First of all, I would say nobody should care about an AI assistant — there isn’t one on the market that’s so compelling as to make that smartphone the obvious choice, even if Google’s Assistant is currently running circles around everyone else’s.
Samsung’s voice AI assistant Bixby has improved since its ignominious debut, mainly as a way to quickly interact with your phone. I found myself using it for things like turning the S9 into a mobile hotspot or quickly sharing photos, but unless you’re constantly digging deep into the menus of your settings, that’s where the utility ends. There’s some visual AI stuff, like auto-translating text or estimating the calorie count of food you’re pointing your camera at, that I found spotty to use in the real world. And there’re still some really, really dumb parts of Bixby. Swiping left brings up Samsung’s version of Google Now, powered by Bixby, but by default it is full of crap like random Samsung themes and Flipboard stories, with none of the relevancy you get from Google Now. There’s some extremely weird and patronizing idea where you gain “experience points” for using Bixby in order to “level up” and gain cool stuff like, uh, Bixby voice backgrounds? And Bixby gets a dedicated button below the volume rocker at a time when physical buttons on phones are rapidly disappearing. Third-party apps like bxActions let you remap the button to more useful stuff, like getting at the very nice camera or just opening Google Assistant.

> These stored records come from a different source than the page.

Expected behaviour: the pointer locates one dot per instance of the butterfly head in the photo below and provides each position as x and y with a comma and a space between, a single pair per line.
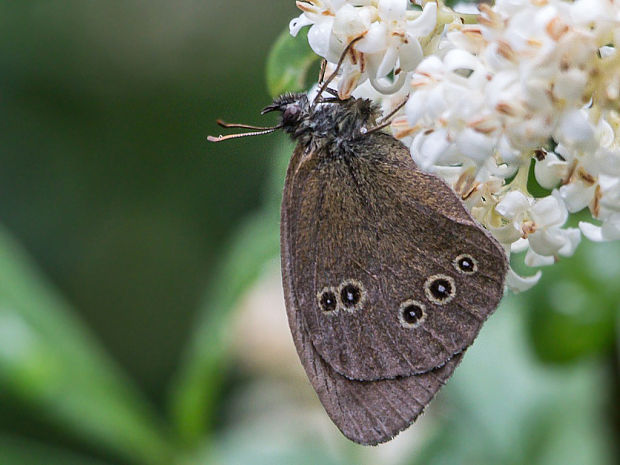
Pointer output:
330, 121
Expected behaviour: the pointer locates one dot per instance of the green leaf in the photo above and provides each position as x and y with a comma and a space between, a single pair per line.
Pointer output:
572, 310
19, 451
50, 362
197, 386
289, 63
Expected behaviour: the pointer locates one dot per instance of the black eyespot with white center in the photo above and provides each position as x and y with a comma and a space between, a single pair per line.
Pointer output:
328, 300
465, 264
440, 289
352, 295
411, 313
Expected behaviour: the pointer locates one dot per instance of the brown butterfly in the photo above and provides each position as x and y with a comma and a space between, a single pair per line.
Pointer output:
387, 278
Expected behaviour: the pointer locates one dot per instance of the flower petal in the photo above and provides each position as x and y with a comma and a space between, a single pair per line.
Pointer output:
518, 283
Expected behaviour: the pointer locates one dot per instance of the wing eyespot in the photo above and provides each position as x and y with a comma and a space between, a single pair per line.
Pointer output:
465, 264
328, 301
411, 313
352, 295
440, 289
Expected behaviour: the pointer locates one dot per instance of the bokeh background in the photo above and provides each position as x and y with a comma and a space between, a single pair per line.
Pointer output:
141, 316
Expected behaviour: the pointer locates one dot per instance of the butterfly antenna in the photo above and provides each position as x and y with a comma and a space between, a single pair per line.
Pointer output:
244, 134
388, 119
322, 71
241, 126
335, 73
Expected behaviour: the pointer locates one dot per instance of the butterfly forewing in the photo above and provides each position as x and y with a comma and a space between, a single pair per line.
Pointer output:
372, 256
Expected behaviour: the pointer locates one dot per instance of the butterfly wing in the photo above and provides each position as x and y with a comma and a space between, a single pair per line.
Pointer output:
378, 227
367, 412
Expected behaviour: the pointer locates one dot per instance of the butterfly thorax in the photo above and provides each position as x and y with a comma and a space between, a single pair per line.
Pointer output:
332, 127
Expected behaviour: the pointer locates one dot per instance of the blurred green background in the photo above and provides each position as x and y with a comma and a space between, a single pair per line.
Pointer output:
141, 320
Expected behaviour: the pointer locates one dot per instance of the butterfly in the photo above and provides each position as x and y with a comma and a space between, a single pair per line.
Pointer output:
387, 278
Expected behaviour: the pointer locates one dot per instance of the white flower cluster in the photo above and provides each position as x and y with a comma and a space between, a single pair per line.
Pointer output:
527, 82
390, 46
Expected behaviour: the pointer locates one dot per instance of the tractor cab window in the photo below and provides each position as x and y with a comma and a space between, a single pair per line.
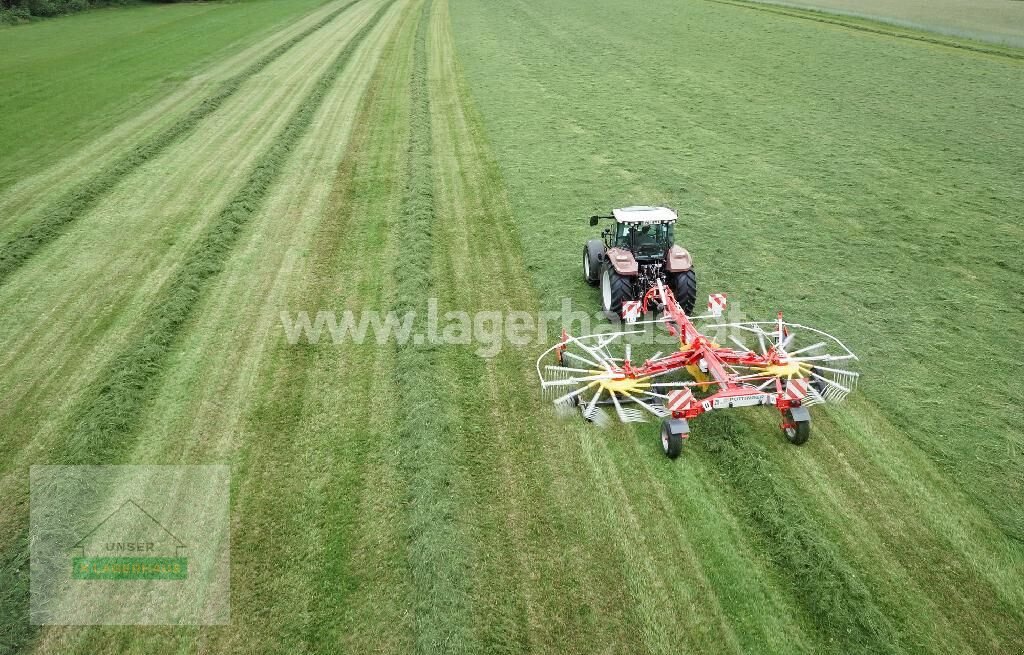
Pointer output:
644, 238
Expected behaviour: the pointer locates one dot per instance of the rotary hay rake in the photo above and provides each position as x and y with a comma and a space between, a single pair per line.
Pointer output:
777, 363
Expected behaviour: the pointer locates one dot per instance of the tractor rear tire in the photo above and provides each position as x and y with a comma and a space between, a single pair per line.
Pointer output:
593, 253
614, 290
672, 442
800, 433
684, 288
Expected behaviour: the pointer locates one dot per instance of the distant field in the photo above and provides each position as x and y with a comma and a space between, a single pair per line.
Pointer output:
66, 81
996, 20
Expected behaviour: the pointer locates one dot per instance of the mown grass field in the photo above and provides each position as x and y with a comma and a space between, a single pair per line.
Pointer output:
371, 155
996, 20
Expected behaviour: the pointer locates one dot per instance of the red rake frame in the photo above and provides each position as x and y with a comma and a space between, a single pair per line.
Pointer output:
773, 375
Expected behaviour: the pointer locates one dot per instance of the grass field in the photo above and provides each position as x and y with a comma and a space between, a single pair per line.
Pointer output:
996, 20
402, 497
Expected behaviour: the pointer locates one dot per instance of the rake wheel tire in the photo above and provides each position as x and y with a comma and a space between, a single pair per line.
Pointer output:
614, 290
684, 288
672, 442
593, 253
799, 434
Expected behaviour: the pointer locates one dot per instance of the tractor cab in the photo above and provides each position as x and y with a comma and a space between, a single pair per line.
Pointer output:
645, 231
635, 255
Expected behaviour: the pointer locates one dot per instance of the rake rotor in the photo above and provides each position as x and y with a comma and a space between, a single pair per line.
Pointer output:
721, 365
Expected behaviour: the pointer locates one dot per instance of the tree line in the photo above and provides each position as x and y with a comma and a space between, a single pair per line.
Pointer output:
22, 10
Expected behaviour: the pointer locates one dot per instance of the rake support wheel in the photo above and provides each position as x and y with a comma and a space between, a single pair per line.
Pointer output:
797, 426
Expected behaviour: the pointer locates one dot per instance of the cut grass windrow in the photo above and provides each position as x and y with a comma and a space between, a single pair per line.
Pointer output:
436, 561
84, 197
110, 410
101, 427
839, 604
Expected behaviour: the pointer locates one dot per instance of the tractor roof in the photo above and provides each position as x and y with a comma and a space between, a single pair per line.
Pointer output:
641, 214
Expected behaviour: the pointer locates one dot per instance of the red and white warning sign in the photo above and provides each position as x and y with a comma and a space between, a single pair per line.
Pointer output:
680, 400
631, 310
716, 304
796, 389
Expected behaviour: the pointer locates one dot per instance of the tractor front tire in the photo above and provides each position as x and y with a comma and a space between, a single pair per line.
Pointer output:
684, 288
672, 442
614, 290
593, 254
800, 432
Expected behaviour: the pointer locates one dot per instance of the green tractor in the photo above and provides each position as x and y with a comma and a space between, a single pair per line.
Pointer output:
634, 255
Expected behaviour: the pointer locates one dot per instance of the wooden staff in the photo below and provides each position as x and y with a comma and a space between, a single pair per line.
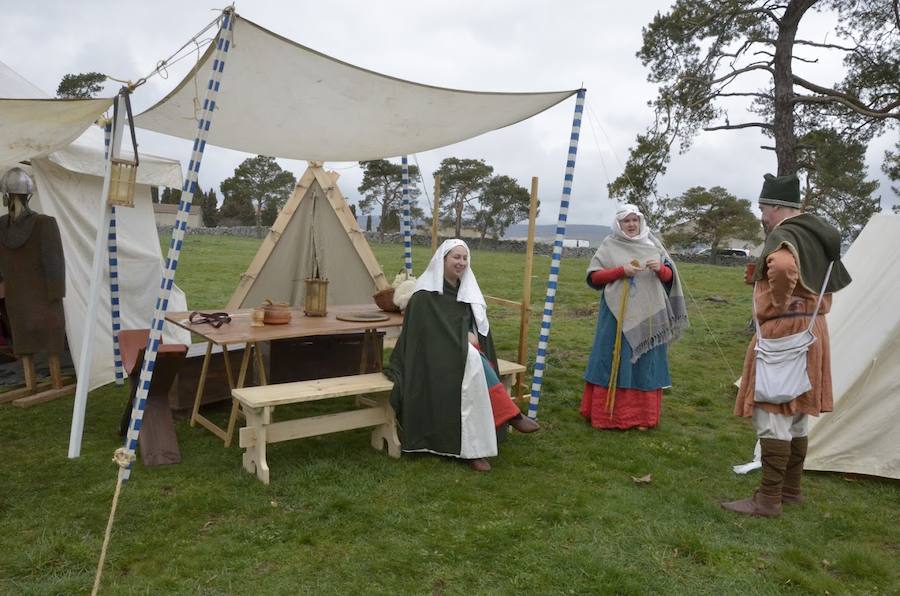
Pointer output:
525, 314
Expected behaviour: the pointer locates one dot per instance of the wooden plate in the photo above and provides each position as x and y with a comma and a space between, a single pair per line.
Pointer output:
362, 317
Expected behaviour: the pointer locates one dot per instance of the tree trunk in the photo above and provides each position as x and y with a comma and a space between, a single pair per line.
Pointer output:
783, 118
384, 212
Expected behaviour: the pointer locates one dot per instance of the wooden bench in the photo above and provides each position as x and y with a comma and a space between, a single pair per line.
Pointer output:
372, 389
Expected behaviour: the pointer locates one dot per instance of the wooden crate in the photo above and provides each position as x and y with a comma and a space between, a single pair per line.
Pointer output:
184, 389
322, 357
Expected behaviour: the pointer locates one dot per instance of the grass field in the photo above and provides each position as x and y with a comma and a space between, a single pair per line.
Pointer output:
559, 513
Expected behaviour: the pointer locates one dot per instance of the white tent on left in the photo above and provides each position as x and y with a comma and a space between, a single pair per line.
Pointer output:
66, 152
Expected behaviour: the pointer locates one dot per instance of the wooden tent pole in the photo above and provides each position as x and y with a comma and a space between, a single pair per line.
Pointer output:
526, 288
435, 215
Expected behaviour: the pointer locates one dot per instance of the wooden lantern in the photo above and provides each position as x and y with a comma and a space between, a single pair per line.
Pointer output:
316, 297
122, 182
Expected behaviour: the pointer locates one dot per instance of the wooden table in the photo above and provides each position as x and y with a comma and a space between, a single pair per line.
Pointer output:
239, 331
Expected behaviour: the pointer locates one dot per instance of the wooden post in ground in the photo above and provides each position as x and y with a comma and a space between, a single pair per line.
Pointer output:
435, 215
55, 372
526, 288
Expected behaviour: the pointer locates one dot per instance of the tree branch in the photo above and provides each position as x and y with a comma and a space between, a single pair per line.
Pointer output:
850, 102
832, 46
755, 66
745, 125
765, 11
747, 94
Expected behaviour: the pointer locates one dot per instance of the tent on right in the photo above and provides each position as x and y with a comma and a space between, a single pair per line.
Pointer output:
861, 436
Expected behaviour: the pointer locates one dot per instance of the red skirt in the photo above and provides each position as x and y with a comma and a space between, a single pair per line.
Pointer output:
633, 408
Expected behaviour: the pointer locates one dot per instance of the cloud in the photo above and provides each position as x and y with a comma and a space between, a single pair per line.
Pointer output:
498, 45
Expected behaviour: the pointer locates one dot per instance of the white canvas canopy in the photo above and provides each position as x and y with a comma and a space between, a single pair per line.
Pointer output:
861, 435
69, 181
314, 229
282, 99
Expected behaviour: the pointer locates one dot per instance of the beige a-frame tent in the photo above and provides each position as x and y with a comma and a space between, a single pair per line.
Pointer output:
315, 227
861, 435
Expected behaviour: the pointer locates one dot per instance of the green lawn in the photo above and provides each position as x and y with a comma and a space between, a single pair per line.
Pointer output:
558, 514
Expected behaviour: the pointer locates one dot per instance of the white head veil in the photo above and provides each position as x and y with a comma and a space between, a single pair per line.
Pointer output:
624, 211
432, 280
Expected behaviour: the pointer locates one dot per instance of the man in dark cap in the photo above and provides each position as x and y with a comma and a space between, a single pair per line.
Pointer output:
789, 276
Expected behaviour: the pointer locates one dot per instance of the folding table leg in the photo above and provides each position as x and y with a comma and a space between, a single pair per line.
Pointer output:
235, 406
201, 383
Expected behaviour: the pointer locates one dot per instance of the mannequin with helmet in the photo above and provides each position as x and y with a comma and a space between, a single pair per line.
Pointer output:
32, 267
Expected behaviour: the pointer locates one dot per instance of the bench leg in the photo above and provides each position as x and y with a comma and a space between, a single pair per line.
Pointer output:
386, 433
254, 457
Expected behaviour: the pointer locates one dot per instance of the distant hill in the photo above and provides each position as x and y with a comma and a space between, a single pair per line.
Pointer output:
547, 233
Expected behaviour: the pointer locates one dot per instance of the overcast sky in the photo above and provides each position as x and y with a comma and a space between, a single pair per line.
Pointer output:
487, 45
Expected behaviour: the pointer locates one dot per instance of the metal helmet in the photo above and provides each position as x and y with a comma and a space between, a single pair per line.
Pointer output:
17, 182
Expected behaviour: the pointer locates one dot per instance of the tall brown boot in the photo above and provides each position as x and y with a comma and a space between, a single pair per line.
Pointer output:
766, 501
790, 492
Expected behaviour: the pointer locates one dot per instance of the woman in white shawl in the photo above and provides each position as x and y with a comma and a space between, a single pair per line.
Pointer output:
447, 396
642, 310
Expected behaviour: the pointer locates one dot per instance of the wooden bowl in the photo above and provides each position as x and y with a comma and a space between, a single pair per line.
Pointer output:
277, 314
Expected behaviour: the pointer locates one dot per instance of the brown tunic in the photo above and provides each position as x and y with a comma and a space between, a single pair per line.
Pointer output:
32, 264
778, 295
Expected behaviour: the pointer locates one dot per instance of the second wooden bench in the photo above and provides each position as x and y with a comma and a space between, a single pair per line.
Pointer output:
372, 390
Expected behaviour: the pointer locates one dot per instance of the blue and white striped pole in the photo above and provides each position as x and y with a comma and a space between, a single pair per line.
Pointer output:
113, 253
406, 219
552, 281
223, 43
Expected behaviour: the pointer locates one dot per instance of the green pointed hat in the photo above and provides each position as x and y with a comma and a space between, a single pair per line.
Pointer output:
783, 191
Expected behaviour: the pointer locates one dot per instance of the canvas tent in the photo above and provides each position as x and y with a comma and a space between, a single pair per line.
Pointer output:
315, 228
68, 175
861, 435
305, 105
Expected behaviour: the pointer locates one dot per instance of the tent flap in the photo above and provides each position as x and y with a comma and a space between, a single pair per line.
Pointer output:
35, 127
860, 436
282, 99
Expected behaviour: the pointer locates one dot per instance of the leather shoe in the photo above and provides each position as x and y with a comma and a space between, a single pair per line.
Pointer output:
523, 424
480, 465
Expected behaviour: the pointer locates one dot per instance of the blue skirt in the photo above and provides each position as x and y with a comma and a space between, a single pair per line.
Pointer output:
651, 371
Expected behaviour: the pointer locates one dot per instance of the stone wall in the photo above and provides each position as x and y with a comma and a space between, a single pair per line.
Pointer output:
540, 248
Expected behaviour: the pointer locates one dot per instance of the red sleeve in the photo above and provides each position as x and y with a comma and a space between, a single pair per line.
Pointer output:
601, 277
665, 274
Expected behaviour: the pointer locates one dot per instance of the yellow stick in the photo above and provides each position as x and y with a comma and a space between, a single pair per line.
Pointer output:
617, 351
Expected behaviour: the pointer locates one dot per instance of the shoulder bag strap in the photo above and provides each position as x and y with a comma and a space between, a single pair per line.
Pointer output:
821, 295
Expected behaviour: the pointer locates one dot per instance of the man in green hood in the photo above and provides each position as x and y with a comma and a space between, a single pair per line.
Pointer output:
789, 276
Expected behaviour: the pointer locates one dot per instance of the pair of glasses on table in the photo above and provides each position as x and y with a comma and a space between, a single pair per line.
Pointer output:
215, 319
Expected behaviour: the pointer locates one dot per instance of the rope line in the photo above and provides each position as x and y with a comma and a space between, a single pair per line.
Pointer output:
122, 459
406, 218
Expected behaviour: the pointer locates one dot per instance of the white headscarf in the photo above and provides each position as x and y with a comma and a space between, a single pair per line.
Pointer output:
432, 280
643, 236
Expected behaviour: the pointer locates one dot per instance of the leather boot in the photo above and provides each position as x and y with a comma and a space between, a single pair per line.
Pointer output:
790, 492
766, 501
524, 424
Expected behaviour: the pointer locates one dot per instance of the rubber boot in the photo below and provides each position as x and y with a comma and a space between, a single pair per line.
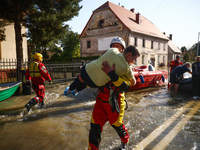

Do You Love Wired Headphones (or Just Hate Bluetooth)?
After bouncing around from a Pixel 2, an iPhone X, and an iPhone 8 for the past eight months (the extremely glamorous life of a gadget reviewer!), one of the greatest pleasures of the S9 is one of the simplest: it still has a 3.5-mm headphone jack. I’ve largely acclimated to the ideas of charging up headphones and that wireless headphones will sometimes cut out badly when I step onto city streets or a big open and crowded space, but, man, it is nice to be able to just plug in a pair of decent headphones and go. The S9 comes pre-packaged with a pair of AKG earbuds that are already a huge step up on what most feature phones ship with. No matter what Apple, Google, LG, or a host of other competitors put out, the best flagship phone that ships in 2018 with a headphone jack will be the S9. If that matters to you — and I found out it mattered a lot to me — buy this phone.
The Bottom Line
If you’re happy on your recently purchased iPhone, or are just locked in enough to Messages and other iOS features that leaving would be a pain in the ass, there hasn’t been an Android phone yet that can make up for losing that. But if you’re rocking an iPhone 6 or older and are leery of where Apple is headed, I would highly recommend at least playing around with an S9 when you pass by a local carrier store or find yourself at a big-box electronics store.
If you’ve been on the Samsung Galaxy train for a bit but missed last year’s S8 upgrade, the S9 proves out the value of patience. Upgrade with confidence; you probably already know how to get around the parts of Samsung that aren’t great (the software) and appreciate what is (the hardware). And if you just need a very good smartphone and don’t care as much about the camera, I get the feeling you’ll be able to pick up a Samsung Galaxy S8 for relatively cheap in the near future.
The hardest choice probably comes down to those who bought in with a new phone within the last year — it’s easy to recommend an upgrade if you’re limping along on a four-year old Galaxy S6, but there’s no real reason for anyone to jump from a Pixel 2 or last year’s S8, and I’d probably hesitate if you’re happy on a something like the original Pixel.
The Samsung Galaxy S9 is the best Android smartphone I’ve used. If you’re in the market for a flagship phone, want a great camera, like headphone jacks, are okay with using Android, and don’t mind shifting around some extra Samsung bloatware, the Galaxy S9 is a great purchase. I just so happen to be in the center of that particular Venn diagram, so I’ll be picking one up for myself.